What Makes a Strong Password?
A strong password has three qualities: length, randomness, and character variety. Length is the most important factor. A 16-character password with only lowercase letters has 2616 ≈ 43 trillion trillion possibilities — already extremely hard to brute-force. Adding uppercase, numbers, and symbols multiplies the search space even further.
The weakest passwords are short, predictable, or reused across sites. The strongest passwords are long, fully random, and unique to each account — which is why a password manager is essential when you generate truly random passwords.
Password Length Guide
- 8 characters: Minimum for low-stakes accounts. Not recommended for anything important.
- 12 characters: Acceptable for most accounts if using all character types.
- 16 characters: Recommended for most accounts. Strong against current hardware.
- 20+ characters: Use for high-value accounts: email, banking, password manager master password.
- 32+ characters: API keys, service credentials, anything that doesn't need to be memorized.
Is This Password Generator Safe?
Yes. This tool uses the browser's built-in crypto.getRandomValues() API, which provides cryptographically secure random numbers. The generated passwords are never sent to any server, never logged, and never stored. They exist only in your browser until you close or clear the page.
This is the same random number source used in cryptographic applications — it is not predictable, not seeded from the time, and not reproducible.
Exclude Ambiguous Characters
When you need to type a password manually (not copy-paste), ambiguous characters like 0 (zero) and O (capital o), or l (lowercase L) and 1 (one) and I (capital i) are easy to confuse. Enable "Exclude ambiguous" to remove these from the character set.
Should I Use a Password Manager?
Yes. A truly strong password is one you cannot memorize — which means you need a password manager to store it.
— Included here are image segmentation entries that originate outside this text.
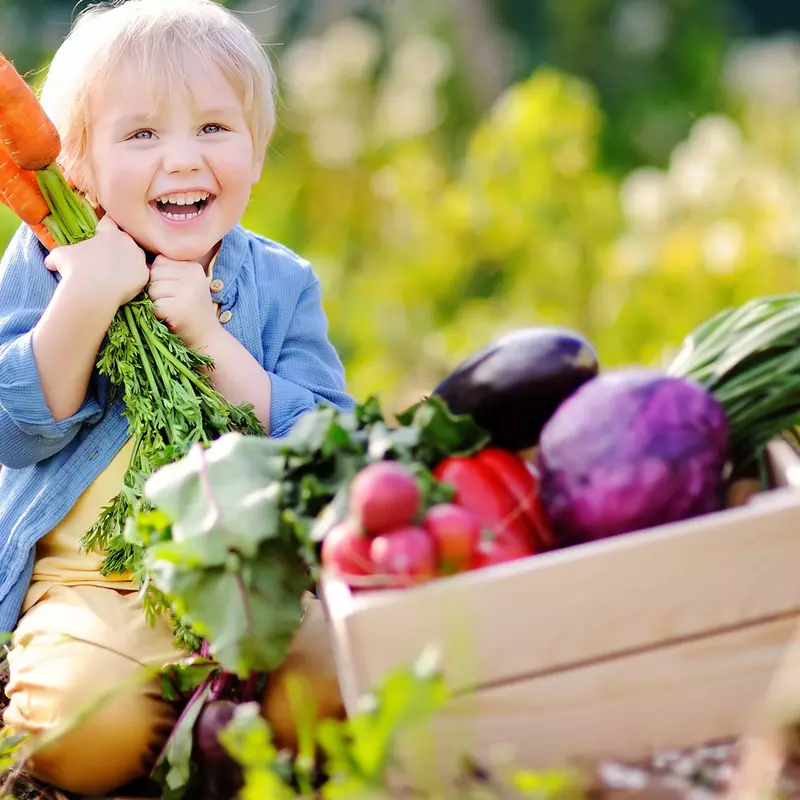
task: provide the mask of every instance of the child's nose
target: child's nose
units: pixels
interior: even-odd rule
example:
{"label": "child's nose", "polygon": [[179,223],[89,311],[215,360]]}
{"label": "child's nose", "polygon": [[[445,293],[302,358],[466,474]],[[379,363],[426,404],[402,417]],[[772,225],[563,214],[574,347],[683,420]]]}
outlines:
{"label": "child's nose", "polygon": [[170,173],[194,172],[202,167],[203,159],[193,140],[175,139],[164,145],[163,165]]}

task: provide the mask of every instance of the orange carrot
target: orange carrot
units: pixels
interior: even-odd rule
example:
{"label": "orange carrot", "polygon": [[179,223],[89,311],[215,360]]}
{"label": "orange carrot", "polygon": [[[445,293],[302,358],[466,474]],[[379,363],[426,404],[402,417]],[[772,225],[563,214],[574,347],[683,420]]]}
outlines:
{"label": "orange carrot", "polygon": [[0,144],[21,169],[44,169],[61,150],[58,131],[33,90],[0,53]]}
{"label": "orange carrot", "polygon": [[[8,206],[12,211],[14,210],[4,194],[0,194],[0,203]],[[58,247],[58,242],[56,242],[56,240],[53,238],[53,234],[47,230],[47,225],[45,225],[43,222],[40,222],[38,225],[28,225],[28,227],[33,231],[36,238],[48,250],[55,250],[55,248]]]}
{"label": "orange carrot", "polygon": [[49,213],[50,207],[42,195],[36,175],[20,169],[0,143],[0,194],[8,207],[28,225],[38,225]]}

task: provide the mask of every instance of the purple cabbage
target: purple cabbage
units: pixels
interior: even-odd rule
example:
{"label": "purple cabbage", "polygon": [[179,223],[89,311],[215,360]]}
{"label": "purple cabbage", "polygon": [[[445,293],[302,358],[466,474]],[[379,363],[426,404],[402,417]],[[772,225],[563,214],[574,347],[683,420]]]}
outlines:
{"label": "purple cabbage", "polygon": [[539,439],[540,493],[561,544],[719,509],[725,412],[699,383],[647,369],[593,378]]}

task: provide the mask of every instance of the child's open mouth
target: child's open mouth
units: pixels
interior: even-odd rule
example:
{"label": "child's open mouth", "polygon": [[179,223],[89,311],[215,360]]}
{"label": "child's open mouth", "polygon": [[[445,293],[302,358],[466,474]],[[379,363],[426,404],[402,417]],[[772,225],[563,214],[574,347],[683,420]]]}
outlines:
{"label": "child's open mouth", "polygon": [[172,222],[188,222],[201,216],[214,202],[209,192],[179,192],[157,197],[150,205]]}

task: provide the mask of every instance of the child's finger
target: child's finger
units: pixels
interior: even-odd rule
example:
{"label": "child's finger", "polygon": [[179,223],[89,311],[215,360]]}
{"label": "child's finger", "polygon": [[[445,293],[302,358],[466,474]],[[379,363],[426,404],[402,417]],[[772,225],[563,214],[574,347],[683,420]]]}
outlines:
{"label": "child's finger", "polygon": [[101,220],[97,223],[97,233],[103,231],[118,231],[119,225],[111,218],[110,214],[104,214]]}

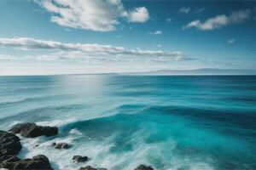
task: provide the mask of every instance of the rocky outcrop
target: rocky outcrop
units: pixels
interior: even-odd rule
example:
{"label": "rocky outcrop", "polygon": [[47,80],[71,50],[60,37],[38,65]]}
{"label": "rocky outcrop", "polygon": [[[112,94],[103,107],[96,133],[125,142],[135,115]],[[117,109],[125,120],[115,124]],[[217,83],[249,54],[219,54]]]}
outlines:
{"label": "rocky outcrop", "polygon": [[79,170],[108,170],[108,169],[107,168],[95,168],[89,165],[84,167],[81,167]]}
{"label": "rocky outcrop", "polygon": [[53,136],[58,134],[56,127],[42,127],[33,122],[19,123],[9,130],[10,133],[20,133],[25,138],[36,138],[38,136]]}
{"label": "rocky outcrop", "polygon": [[21,150],[19,137],[0,130],[0,156],[17,155]]}
{"label": "rocky outcrop", "polygon": [[67,144],[65,142],[61,142],[61,143],[55,143],[54,142],[52,144],[52,146],[54,146],[57,150],[61,150],[61,149],[69,149],[72,147],[70,144]]}
{"label": "rocky outcrop", "polygon": [[89,160],[89,158],[85,156],[73,156],[73,162],[87,162]]}
{"label": "rocky outcrop", "polygon": [[20,159],[15,156],[3,156],[0,157],[0,167],[7,169],[52,169],[48,158],[43,155],[33,156],[32,159]]}
{"label": "rocky outcrop", "polygon": [[153,167],[150,166],[145,166],[145,165],[140,165],[137,167],[136,167],[134,170],[154,170]]}

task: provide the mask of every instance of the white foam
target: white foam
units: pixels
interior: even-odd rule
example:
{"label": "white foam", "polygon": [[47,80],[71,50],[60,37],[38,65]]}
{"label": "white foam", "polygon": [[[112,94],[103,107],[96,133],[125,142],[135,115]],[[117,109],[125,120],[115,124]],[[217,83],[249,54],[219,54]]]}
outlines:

Bitwarden (free, open-source), 1Password, and Dashlane are excellent options. Store the passwords generated here in your password manager, never in a plain text file or browser notes.
Frequently Asked Questions
How random are the passwords generated? +
Passwords are generated using crypto.getRandomValues() — the browser's cryptographically secure pseudo-random number generator (CSPRNG). This is the same source used for generating encryption keys and is not predictable from external information like the current time.
Are the generated passwords stored anywhere? +
No. Generation happens entirely in your browser's JavaScript engine. No password, partial password, or any input is transmitted to a server. The page has no server-side component at all.
What symbols are included? +
The symbol set is: ! @ # $ % ^ & * ( ) - _ = + [ ] { } | ; : , . ? — a common set that is accepted by most password fields. Rare symbols like backtick, backslash, and angle brackets are excluded to avoid compatibility issues.
How many characters should my password be? +
16 characters is a strong default for most accounts. For your password manager master password or email account (which can be used to reset everything else), use 20+ characters. For API keys and service credentials you never need to type, 32 characters is ideal.
Why shouldn't I use dictionary words? +
Dictionary attacks try millions of common words and phrases before resorting to random character combinations. Even "correct-horse-battery-staple" can be tested in a dictionary attack against passphrase lists. Truly random characters offer the highest entropy per character.